Masloff Sandra, Jacobsen Sabine, Pöggeler Stefanie, Kück Ulrich
Lehrstuhl für Allgemeine und Molekulare Botanik, Ruhr-Universität Bochum, D-44780 Bochum, Germany.
Fungal Genet Biol. 2002 Jul;36(2):107-16. doi: 10.1016/S1087-1845(02)00010-5.
The pro1 gene, controlling fruiting body development in the homothallic ascomycete Sordaria macrospora, encodes a C6 zinc finger protein with a typical DNA binding domain of GAL4-like C6 zinc finger proteins as well as a putative nuclear targeting signal. In the corresponding mutant pro1, the pro1 gene is deleted, and the transition of primordia into mature fruiting bodies is prevented. To further characterize the PRO1 polypeptide, the yeast system was used for identifying a transactivation domain in the N-terminal half of PRO1, which probably also functions in S. macrospora. The functional analysis was extended by using truncated versions of the pro1 gene in complementation transformations of a deltapro1 mutant. Interestingly, the 5' part of the pro1 gene encoding the DNA binding and transactivation domain as well as putative nuclear targeting signals was sufficient to restore fertility in the sterile pro1 mutant. In vitro mutagenesis verified that the DNA binding domain is essential for normal fruiting body development. This was concluded from transformation experiments with eight pro1 derivatives containing triplet substitutions in conserved codons of the DNA binding domain; some, but not all, failed in restoring the wild-type phenotype in mutant pro1. Using a PCR-based cloning strategy, pro1 homologs from the two related heterothallic species Neurospora crassa and Sordaria brevicollis were isolated, showing similarities in the predicted amino acid sequences of 91 and 90%, respectively. When a N. crassa pro1 cDNA clone was used in complementation transformations, we succeeded in restoring the wild-type phenotype to the S. macrospora pro1 mutant. These data suggest that pro1 homologs from heterothallic species can provide the pro1 function in homothallic ascomycetes. Based on the published sequence of the N. crassa genome, we identified hpro1A, another transcriptionally expressed gene, with a similarity of 40% to the pro1 genes, which is present as a single copy gene in N. crassa as well as in S. macrospora.

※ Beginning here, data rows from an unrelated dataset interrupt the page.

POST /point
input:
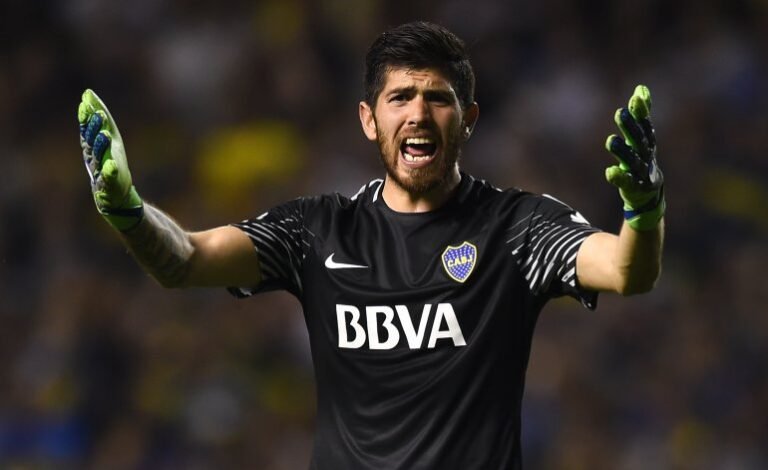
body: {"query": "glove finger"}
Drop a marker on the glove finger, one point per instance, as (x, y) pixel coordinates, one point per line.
(618, 177)
(107, 188)
(83, 114)
(93, 102)
(100, 145)
(94, 126)
(630, 129)
(640, 102)
(648, 131)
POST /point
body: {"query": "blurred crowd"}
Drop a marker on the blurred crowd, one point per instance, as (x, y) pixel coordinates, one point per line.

控制同宗配合子囊菌大孢粪壳菌子实体发育的pro1基因,编码一种C6锌指蛋白,该蛋白具有GAL4样C6锌指蛋白典型的DNA结合结构域以及一个假定的核定位信号。在相应的突变体pro1中,pro1基因被删除,原基向成熟子实体的转变被阻止。为了进一步表征PRO1多肽,利用酵母系统在PRO1的N端一半区域鉴定出一个反式激活结构域,该结构域可能在大孢粪壳菌中也发挥作用。通过在Δpro1突变体的互补转化中使用pro1基因的截短版本,扩展了功能分析。有趣的是,pro1基因编码DNA结合和反式激活结构域以及假定核定位信号的5'部分足以恢复不育pro1突变体的育性。体外诱变证实DNA结合结构域对于正常子实体发育至关重要。这是通过对八个在DNA结合结构域保守密码子中含有三联体替换的pro1衍生物进行转化实验得出的结论;其中一些(但不是全部)未能在突变体pro1中恢复野生型表型。采用基于PCR的克隆策略,从两个相关的异宗配合物种粗糙脉孢菌和短颈粪壳菌中分离出pro1同源物,其预测氨基酸序列的相似性分别为91%和90%。当将粗糙脉孢菌pro1 cDNA克隆用于互补转化时,我们成功地将野生型表型恢复到大孢粪壳菌pro1突变体中。这些数据表明,来自异宗配合物种的pro1同源物可以在同宗配合子囊菌中发挥pro1的功能。基于已发表的粗糙脉孢菌基因组序列,我们鉴定出hpro1A,另一个转录表达基因,与pro1基因的相似性为40%,它在粗糙脉孢菌和大孢粪壳菌中均作为单拷贝基因存在。